Earlier this month, the City of San Juan Bautista officially notified residents that in December, state regulators lifted a local ban of potable water use.
Results of water tests showed in December 2014 that levels of nitrates in city water had dropped below the state's maximum level of 45 milligrams per liter (mg/L), which prompted a letter Feb. 3 from City Manager Roger Grimsley to residents, confirming that the state had called off the ban.
"At the beginning of May 2014, the city issued a notice to residents and business owners to halt the use of potable water due to elevated nitrate levels in city water that exceeded the maximum contaminant level of 45 (mg/L)," said Grimsley in a letter to residents. "During the month of December, the State of California lifted the ban on the use of potable water as the water test results showed nitrate levels have decreased to the state's standard level of below 45 (mg/L)."
Grimsley told BenitoLink in a telephone interview Feb. 17 that the the State Water Resources Control Board Division of Drinking Water has worked with the city to try to identify and correct problems.
"Right now, we're pumping water whose nitrate level meets the potable standards of fewer than 45 milligrams per liter," said Grimsley, who noted that the delay of notification was the result of confirmation in writing from a high-ranking official with the state's water board. "Everything is coming along well. We still have several objectives, including the drilling of a new well."
The water board, a division of the California Environmental Protection Agency, confirmed in a statement to BenitoLink Feb. 17 that its division of drinking water had lifted the ban Dec. 19, 2014.
"The State Water Resources Control Board Division of Drinking Water was involved with the ban on potable water due to high nitrate levels," said a spokesperson with the state's water board Feb. 17 in a statement to BenitoLink. "The city of San Juan Bautista repaired a broken sewer line located near the city’s well in May of 2014. By July 2014, nitrate concentrations dropped from 80 parts per million down to around 20 ppm.

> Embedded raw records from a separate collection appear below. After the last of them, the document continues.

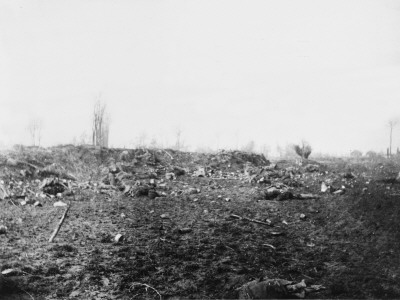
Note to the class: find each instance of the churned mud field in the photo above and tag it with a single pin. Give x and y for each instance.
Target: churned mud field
(162, 224)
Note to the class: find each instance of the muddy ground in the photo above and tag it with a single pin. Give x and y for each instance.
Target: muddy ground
(182, 242)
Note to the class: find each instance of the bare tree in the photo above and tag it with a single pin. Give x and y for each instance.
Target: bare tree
(304, 150)
(178, 138)
(35, 131)
(101, 124)
(141, 140)
(392, 123)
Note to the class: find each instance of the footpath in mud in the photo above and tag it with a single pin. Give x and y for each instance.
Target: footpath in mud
(162, 224)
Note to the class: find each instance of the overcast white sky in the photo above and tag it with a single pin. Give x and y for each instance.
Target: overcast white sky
(225, 72)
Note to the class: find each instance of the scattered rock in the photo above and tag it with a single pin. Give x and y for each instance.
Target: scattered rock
(3, 229)
(119, 238)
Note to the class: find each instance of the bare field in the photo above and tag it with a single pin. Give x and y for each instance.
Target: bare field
(184, 242)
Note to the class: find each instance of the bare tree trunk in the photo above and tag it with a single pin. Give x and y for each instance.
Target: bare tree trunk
(390, 146)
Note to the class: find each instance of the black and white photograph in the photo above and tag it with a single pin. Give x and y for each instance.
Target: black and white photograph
(198, 149)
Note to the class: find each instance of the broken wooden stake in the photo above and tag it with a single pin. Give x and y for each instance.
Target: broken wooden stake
(59, 224)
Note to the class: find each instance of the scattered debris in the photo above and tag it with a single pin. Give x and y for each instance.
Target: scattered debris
(3, 229)
(58, 204)
(276, 289)
(250, 220)
(59, 224)
(118, 238)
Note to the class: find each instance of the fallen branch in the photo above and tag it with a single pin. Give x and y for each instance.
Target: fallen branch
(146, 286)
(59, 224)
(250, 220)
(169, 154)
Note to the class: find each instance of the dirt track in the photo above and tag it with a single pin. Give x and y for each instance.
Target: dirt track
(187, 245)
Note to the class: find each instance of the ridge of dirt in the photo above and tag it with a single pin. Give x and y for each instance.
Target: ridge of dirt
(184, 242)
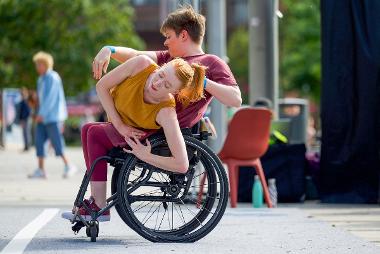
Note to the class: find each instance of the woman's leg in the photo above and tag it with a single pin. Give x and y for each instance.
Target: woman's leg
(84, 132)
(98, 144)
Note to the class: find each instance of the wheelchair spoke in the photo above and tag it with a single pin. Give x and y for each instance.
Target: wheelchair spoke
(180, 214)
(157, 215)
(142, 206)
(199, 175)
(200, 223)
(149, 192)
(151, 215)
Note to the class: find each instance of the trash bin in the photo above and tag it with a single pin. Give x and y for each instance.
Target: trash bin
(297, 111)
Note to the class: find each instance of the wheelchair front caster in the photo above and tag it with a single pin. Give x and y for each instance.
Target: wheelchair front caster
(93, 230)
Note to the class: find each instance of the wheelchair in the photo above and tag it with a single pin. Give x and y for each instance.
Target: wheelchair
(159, 205)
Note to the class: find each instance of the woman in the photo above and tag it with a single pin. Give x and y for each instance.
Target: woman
(139, 94)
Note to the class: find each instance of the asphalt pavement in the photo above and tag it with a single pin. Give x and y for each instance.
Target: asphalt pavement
(30, 221)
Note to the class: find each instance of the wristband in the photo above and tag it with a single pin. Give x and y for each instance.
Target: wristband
(112, 48)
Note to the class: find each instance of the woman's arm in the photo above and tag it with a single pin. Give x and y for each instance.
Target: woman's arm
(112, 79)
(178, 162)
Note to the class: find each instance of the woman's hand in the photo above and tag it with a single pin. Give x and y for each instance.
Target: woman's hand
(129, 132)
(139, 150)
(101, 62)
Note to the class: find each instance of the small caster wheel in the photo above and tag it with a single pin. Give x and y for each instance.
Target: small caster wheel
(93, 231)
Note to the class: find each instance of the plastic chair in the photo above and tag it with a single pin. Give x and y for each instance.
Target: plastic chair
(246, 141)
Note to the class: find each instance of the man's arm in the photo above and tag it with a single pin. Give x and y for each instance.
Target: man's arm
(112, 79)
(228, 95)
(122, 54)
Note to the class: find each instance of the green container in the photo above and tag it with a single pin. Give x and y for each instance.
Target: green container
(257, 193)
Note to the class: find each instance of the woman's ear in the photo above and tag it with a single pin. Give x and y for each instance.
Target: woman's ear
(184, 35)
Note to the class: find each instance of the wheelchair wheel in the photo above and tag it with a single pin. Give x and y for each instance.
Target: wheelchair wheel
(162, 206)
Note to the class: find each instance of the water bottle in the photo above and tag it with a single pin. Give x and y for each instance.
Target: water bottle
(257, 193)
(272, 191)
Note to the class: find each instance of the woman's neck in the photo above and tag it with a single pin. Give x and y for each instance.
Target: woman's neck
(148, 96)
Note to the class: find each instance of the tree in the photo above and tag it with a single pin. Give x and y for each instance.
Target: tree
(300, 47)
(71, 30)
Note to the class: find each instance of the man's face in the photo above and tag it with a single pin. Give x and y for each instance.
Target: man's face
(174, 43)
(41, 67)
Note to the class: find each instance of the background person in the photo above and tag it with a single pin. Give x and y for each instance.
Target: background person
(25, 119)
(51, 114)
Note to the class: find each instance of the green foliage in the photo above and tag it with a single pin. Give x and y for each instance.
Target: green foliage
(299, 47)
(73, 31)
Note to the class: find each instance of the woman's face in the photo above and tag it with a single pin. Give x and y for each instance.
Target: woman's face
(164, 82)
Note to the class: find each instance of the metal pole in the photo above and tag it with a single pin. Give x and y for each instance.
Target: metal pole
(216, 42)
(263, 51)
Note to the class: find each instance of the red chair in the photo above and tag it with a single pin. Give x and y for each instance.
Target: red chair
(246, 141)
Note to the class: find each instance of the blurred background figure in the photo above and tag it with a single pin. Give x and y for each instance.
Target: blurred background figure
(51, 114)
(24, 118)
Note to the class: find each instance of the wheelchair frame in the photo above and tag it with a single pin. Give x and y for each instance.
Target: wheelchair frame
(121, 160)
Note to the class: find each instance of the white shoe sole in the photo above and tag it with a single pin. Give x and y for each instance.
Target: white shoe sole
(70, 216)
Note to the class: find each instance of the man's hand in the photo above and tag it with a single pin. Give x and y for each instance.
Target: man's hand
(129, 132)
(138, 149)
(39, 119)
(101, 62)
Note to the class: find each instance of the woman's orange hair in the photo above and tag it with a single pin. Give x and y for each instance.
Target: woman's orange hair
(192, 77)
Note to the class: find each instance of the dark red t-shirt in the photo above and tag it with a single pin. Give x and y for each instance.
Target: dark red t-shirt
(217, 70)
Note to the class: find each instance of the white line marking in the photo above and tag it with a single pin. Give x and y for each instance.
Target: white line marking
(18, 244)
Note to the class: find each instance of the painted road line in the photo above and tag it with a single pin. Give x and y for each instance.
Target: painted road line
(18, 244)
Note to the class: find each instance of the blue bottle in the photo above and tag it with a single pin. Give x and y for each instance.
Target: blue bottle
(257, 193)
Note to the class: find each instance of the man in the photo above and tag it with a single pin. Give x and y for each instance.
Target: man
(184, 30)
(51, 114)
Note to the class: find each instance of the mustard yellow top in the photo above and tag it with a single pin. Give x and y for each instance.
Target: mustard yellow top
(128, 97)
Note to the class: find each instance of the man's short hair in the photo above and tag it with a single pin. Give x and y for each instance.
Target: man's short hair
(45, 58)
(187, 19)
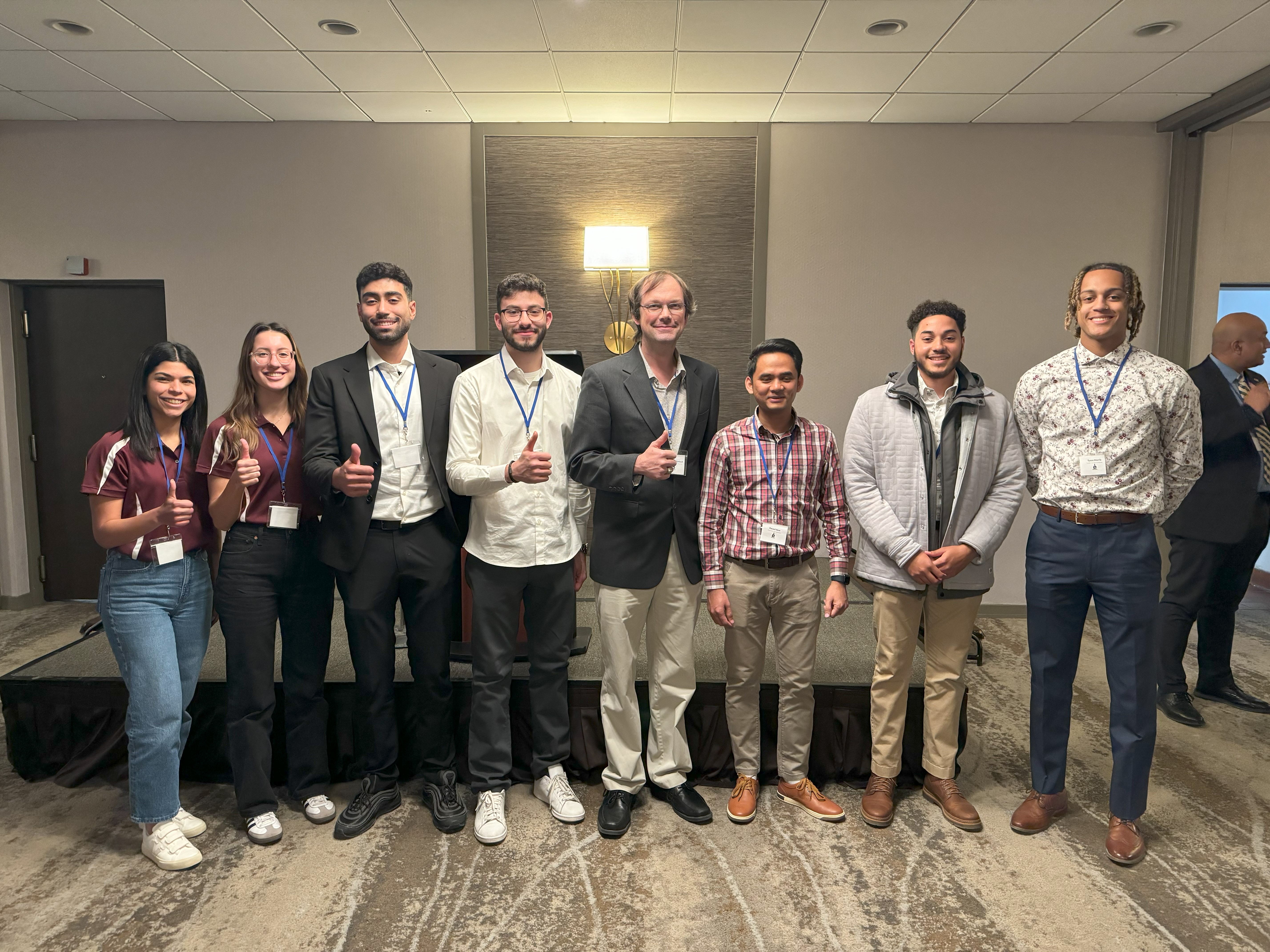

After a five-month sampling period it was apparent that the cause of the high nitrate level had been mitigated and the well became compliant to the nitrate drinking water standard."
Besst Inc., an environmental services provider that teamed under a contract with the city last year in a study of nitrate levels in local drinking water, did not immediately have a spokesperson available to comment on the matter.
In May and June 2014, according a previous report by BenitoLink, water sample test results showed nitrate levels in local tap water above the maximum contaminant level. Since July, local levels of nitrate fell below 45 mg/L and subsequently signaled safe drinking water. Months later, the city continued warning locals that infants and pregnant women should not drink local tap water: "Nitrates in drinking water are a serious health concern for infants less than six months old and pregnant women."
High nitrate levels can affect the oxygen-carrying ability of blood in pregnant women and infants, according to the State Water Resources Control Board.
Tod Dubois, a resident of San Juan Bautista and the founder of Sangha Energy, said in a telephone interview with BenitoLink Feb. 17 that hard water — water that contains a high concentration of mineral — remains a concern.
"I see pure, clean and soft water not only as a benefit to the community, but really a strategic investment," said Dubois. "Hard water is a long-term drag on the economy."
Marcus Edwards, the owner of Jardine's restaurant in San Juan, told BenitoLink on Feb. 17 that the concern over nitrate levels appears to have an impact that extends far beyond San Juan Bautista.
"I think that the issue over nitrate levels is a sign of the times. We get less and less rain, and the drought continues. I know that San Juan Bautista is not the only town that has faced the issue, and we're probably not going to be the last that had to address the problem."
The State Water Resources Control Board recently launched a map on its website that plots the locations of wells detected since 2000 above regulators' maximum level of nitrate contamination, according to a report by the water board in December 2014. On the map, blue dots that represent such nitrate contamination across the state number in the thousands, at least.